Mr Rosindale, a former teacher, survived the night. But the thieves struck again last Wednesday when Bill Ross-Johnston, who, at 78, is the oldest warden, was on duty.
At just after 5am, Mr Ross-Johnston heard a “clinking” noise above him. Slipping outside, he spotted someone on the roof and called the police.
They arrived in time to arrest a 42-year-old man on suspicion of theft, although other members of the gang got away in a van. “Given our famous patron, a little detective work seemed apt,” Mr Ross-Johnston said.
“The investigating officer was a bit surprised that we had three burglaries in three days,” he added. “He was even more shocked when we caught the culprit ourselves. No one from the police had come to see us, although the police station is just several hundred metres away.”
A police spokesman admitted that something appeared to have slipped through the net.

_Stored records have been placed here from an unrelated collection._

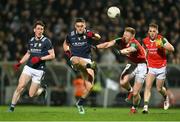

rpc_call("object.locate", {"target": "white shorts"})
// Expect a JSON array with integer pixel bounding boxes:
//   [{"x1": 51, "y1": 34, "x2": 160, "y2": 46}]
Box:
[
  {"x1": 121, "y1": 63, "x2": 147, "y2": 83},
  {"x1": 22, "y1": 65, "x2": 45, "y2": 84},
  {"x1": 148, "y1": 66, "x2": 166, "y2": 80},
  {"x1": 70, "y1": 57, "x2": 92, "y2": 64}
]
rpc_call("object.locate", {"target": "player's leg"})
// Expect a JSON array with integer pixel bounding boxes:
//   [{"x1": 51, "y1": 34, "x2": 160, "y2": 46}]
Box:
[
  {"x1": 29, "y1": 69, "x2": 46, "y2": 97},
  {"x1": 9, "y1": 73, "x2": 31, "y2": 112},
  {"x1": 76, "y1": 68, "x2": 94, "y2": 114},
  {"x1": 143, "y1": 72, "x2": 155, "y2": 114},
  {"x1": 120, "y1": 64, "x2": 136, "y2": 102},
  {"x1": 71, "y1": 57, "x2": 94, "y2": 114},
  {"x1": 131, "y1": 63, "x2": 147, "y2": 113},
  {"x1": 156, "y1": 79, "x2": 170, "y2": 110},
  {"x1": 131, "y1": 81, "x2": 143, "y2": 113},
  {"x1": 71, "y1": 56, "x2": 96, "y2": 70},
  {"x1": 156, "y1": 67, "x2": 170, "y2": 110}
]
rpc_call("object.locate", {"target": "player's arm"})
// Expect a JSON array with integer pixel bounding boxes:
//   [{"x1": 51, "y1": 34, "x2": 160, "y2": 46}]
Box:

Agatha Christie worshipped in All Saints for more than 50 years and was baptised there when she was two months old. Every week during the sermon, Christie’s father would ask her, “Do you want to leave now?”, to which she decisively replied: “No”.
The disappearance of the roof lead came after the church underwent a £250,000 renovation three years ago. Parishioners raised a fifth of the funds for that. The bill for replacing the lead is now put at £25,000.

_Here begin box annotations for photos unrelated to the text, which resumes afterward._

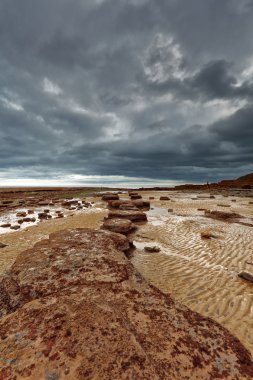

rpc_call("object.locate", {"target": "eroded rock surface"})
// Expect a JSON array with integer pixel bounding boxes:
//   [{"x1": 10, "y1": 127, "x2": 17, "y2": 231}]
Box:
[
  {"x1": 0, "y1": 229, "x2": 253, "y2": 380},
  {"x1": 108, "y1": 210, "x2": 147, "y2": 222},
  {"x1": 205, "y1": 210, "x2": 242, "y2": 222},
  {"x1": 102, "y1": 219, "x2": 136, "y2": 235}
]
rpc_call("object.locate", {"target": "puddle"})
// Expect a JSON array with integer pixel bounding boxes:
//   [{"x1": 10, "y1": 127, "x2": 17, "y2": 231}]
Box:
[{"x1": 0, "y1": 198, "x2": 99, "y2": 235}]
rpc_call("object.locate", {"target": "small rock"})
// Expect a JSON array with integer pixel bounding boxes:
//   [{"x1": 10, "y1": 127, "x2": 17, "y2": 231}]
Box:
[
  {"x1": 130, "y1": 194, "x2": 142, "y2": 200},
  {"x1": 23, "y1": 217, "x2": 32, "y2": 223},
  {"x1": 10, "y1": 224, "x2": 20, "y2": 230},
  {"x1": 16, "y1": 211, "x2": 27, "y2": 218},
  {"x1": 144, "y1": 245, "x2": 161, "y2": 252},
  {"x1": 238, "y1": 272, "x2": 253, "y2": 282},
  {"x1": 201, "y1": 230, "x2": 216, "y2": 239},
  {"x1": 102, "y1": 194, "x2": 119, "y2": 201},
  {"x1": 102, "y1": 219, "x2": 136, "y2": 235},
  {"x1": 0, "y1": 223, "x2": 11, "y2": 228}
]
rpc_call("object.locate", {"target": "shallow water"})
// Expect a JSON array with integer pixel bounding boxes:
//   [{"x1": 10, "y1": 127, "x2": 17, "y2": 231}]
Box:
[{"x1": 132, "y1": 193, "x2": 253, "y2": 353}]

More than £3 million in lead was stolen from Anglican churches last year. Despite their success at detection, not all the wardens are fans of the crime writer. Mr Rosindale said he “had no time for her”, and “couldn’t stand that bloody Poirot”.
Christie’s church is just the latest victim of a spate of metal thefts across Europe over the past year.

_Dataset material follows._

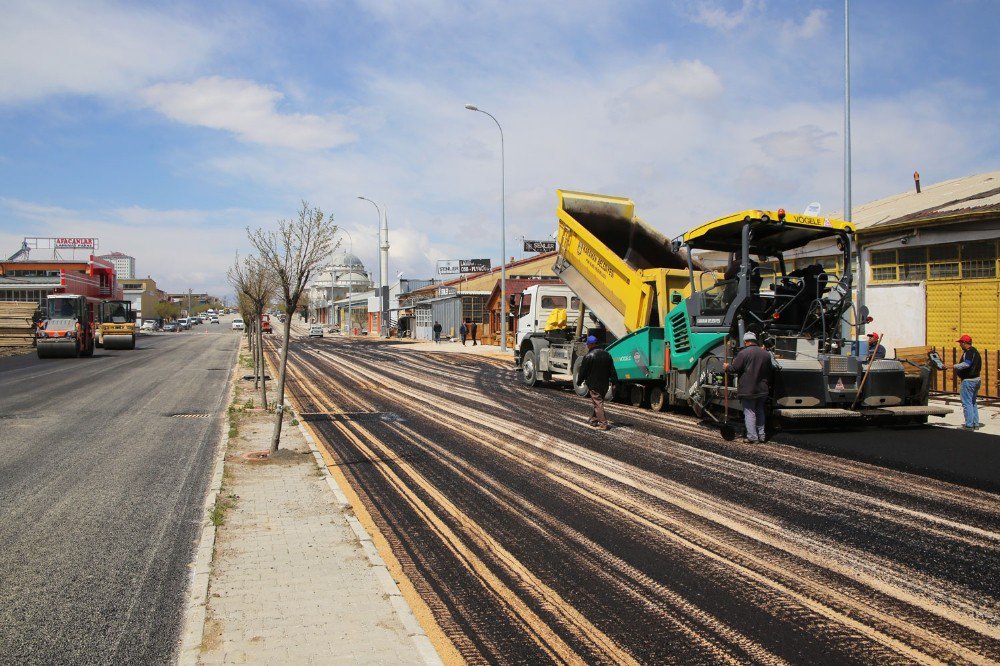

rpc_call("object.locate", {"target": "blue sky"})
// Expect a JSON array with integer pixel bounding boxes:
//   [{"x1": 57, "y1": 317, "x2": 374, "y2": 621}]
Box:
[{"x1": 0, "y1": 0, "x2": 1000, "y2": 294}]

The global price of metals such as lead and copper has more than doubled and opportunistic thieves are raiding school roofs, statues and powerlines for metal to sell on as scrap.
According to the specialist church insurers, Ecclesiastical, the number of claims has risen in direct correlation to metal prices. “We had more than 2,300 claims at a cost of £9 million in 2007 and had negligible claim numbers over the previous 20 years, so the trend has really shot up,” a spokesman for the company said.
In October last year a nationwide police taskforce was set up to tackle the issue, and last month Britain joined 11 other European countries in an international crack-down on metal theft.